Case study: Carp removal in Tasmania

Carp were first detected in Tasmania in 1975 when they were found in more than 30 small farm dams on the northwest coast1. Specific noxious fish legislation was enacted in response and an eradication campaign using the fish poison rotenone was initiated. The populations in these dams were successfully eliminated. In 1995, carp were again found in Tasmania in two popular recreational trout fishing waters (lakes Sorell and Crescent), most likely introduced by people illegally using carp as live bait.

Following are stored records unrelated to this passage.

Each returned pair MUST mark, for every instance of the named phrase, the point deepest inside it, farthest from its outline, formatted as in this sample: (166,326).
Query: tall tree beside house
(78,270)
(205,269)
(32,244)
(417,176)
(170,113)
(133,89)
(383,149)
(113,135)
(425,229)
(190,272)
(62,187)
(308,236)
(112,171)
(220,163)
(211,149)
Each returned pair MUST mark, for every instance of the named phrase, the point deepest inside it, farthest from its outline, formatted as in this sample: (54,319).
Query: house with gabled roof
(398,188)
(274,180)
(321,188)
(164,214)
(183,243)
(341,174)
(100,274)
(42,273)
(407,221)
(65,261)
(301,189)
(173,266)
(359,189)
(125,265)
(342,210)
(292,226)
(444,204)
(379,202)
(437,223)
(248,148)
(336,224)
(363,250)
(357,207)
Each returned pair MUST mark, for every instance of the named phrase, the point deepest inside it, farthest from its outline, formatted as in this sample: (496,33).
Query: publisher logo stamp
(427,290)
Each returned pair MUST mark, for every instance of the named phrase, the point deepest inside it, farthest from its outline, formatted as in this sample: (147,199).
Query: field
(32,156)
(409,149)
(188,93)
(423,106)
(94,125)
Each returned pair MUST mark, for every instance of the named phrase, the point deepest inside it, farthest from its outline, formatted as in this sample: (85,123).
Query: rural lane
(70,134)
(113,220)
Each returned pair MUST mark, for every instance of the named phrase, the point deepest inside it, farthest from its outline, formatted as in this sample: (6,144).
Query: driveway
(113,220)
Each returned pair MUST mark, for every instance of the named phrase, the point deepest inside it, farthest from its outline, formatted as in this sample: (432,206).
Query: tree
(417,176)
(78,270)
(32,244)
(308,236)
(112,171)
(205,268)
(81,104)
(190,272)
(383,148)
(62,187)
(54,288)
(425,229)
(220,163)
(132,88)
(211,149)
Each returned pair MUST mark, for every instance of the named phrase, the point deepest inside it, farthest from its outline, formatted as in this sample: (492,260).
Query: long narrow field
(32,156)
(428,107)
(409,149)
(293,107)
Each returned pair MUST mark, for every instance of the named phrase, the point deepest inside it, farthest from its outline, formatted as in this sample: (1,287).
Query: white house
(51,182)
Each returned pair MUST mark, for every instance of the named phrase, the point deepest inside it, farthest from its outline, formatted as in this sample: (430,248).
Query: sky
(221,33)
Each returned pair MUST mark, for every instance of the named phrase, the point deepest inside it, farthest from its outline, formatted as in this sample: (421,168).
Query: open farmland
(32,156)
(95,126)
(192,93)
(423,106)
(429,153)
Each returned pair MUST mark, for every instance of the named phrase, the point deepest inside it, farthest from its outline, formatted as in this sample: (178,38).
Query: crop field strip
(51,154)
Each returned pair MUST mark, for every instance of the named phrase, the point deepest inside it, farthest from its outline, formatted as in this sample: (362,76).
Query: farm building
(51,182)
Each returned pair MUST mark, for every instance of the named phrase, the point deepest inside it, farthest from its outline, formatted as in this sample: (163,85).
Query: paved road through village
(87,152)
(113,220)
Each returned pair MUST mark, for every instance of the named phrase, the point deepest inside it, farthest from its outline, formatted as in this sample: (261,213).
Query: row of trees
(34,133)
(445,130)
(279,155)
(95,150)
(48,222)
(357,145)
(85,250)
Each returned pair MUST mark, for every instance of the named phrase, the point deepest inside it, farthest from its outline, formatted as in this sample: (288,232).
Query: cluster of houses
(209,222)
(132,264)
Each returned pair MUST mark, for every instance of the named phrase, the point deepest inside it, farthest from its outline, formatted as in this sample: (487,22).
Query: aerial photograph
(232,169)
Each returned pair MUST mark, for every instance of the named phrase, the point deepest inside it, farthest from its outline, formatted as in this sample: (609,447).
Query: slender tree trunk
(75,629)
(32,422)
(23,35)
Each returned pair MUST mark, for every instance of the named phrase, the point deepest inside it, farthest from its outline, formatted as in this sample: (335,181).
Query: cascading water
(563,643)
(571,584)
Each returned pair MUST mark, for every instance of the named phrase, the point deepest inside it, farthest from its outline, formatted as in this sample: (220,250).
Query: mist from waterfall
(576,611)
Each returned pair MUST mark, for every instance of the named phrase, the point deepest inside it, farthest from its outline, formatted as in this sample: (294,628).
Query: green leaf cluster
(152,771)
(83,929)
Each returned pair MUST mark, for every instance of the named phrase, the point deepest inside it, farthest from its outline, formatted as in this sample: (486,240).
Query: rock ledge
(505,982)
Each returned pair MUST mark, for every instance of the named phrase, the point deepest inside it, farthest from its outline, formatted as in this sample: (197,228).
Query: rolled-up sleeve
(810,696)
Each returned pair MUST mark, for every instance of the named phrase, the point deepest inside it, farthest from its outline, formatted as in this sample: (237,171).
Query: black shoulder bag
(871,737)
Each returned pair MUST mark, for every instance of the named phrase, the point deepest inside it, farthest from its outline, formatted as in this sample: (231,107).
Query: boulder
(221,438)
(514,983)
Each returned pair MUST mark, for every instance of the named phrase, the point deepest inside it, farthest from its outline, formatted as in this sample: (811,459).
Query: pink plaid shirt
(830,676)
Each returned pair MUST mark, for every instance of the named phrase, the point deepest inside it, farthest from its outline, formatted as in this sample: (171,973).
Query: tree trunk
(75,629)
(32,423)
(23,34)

Lakes Sorell (5,300 ha) and Crescent (2,300 ha) are large, shallow, interconnecting freshwater lakes in the southeast corner of the Tasmanian Central Plateau. In addition to recreational fishing, these waters are used as a stock and domestic water supply for the downstream townships of Bothwell and Hamilton. They also supply irrigation water for farmers in these districts. The lakes contain a small endangered native fish species (Galaxias auratus) and extensive wetlands, including some of international importance (RAMSAR sites). The lakes also support a small commercial fishery for short-finned eels.

Incursion response

The Inland Fisheries Service acted quickly after finding carp in Lake Crescent in 1995:

  • Public access to the lake was closed.
  • Carp were contained by closing off water flow into the lake from Lake Sorell as well as from the lake to the Clyde River using existing structures.
  • Upstream and downstream surveys were undertaken see if carp were more widely distributed.
  • The population structure of carp within Lake Crescent was determined.
  • Contingency plans aimed at eradicating the carp were initiated.

Partners and Management

The partners involved in the carp eradication project included: Inland Fisheries Service (Tasmania), Invasive Animals Cooperative Research Centre (IA CRC), Fisheries Research and Development Corporation (population modelling project) and the National Heritage Trust (water management plans and environmental studies). Victorian and New South Wales fisheries agencies provided electrofishing boats and staff to support the survey work.

Process

  • Once it was determined that carp were restricted to Lakes Crescent and Sorell, the following processes were put in place:
  • New containment screens and water management structures were built on the outlets of both lakes Sorell and Crescent.
  • A water management plan to protect water supplies for downstream users was developed with the Clyde Water Trust.
  • Removal of carp was begun in both lakes using all available methods.
  • The feasibility of poisoning the lakes with rotenone was evaluated.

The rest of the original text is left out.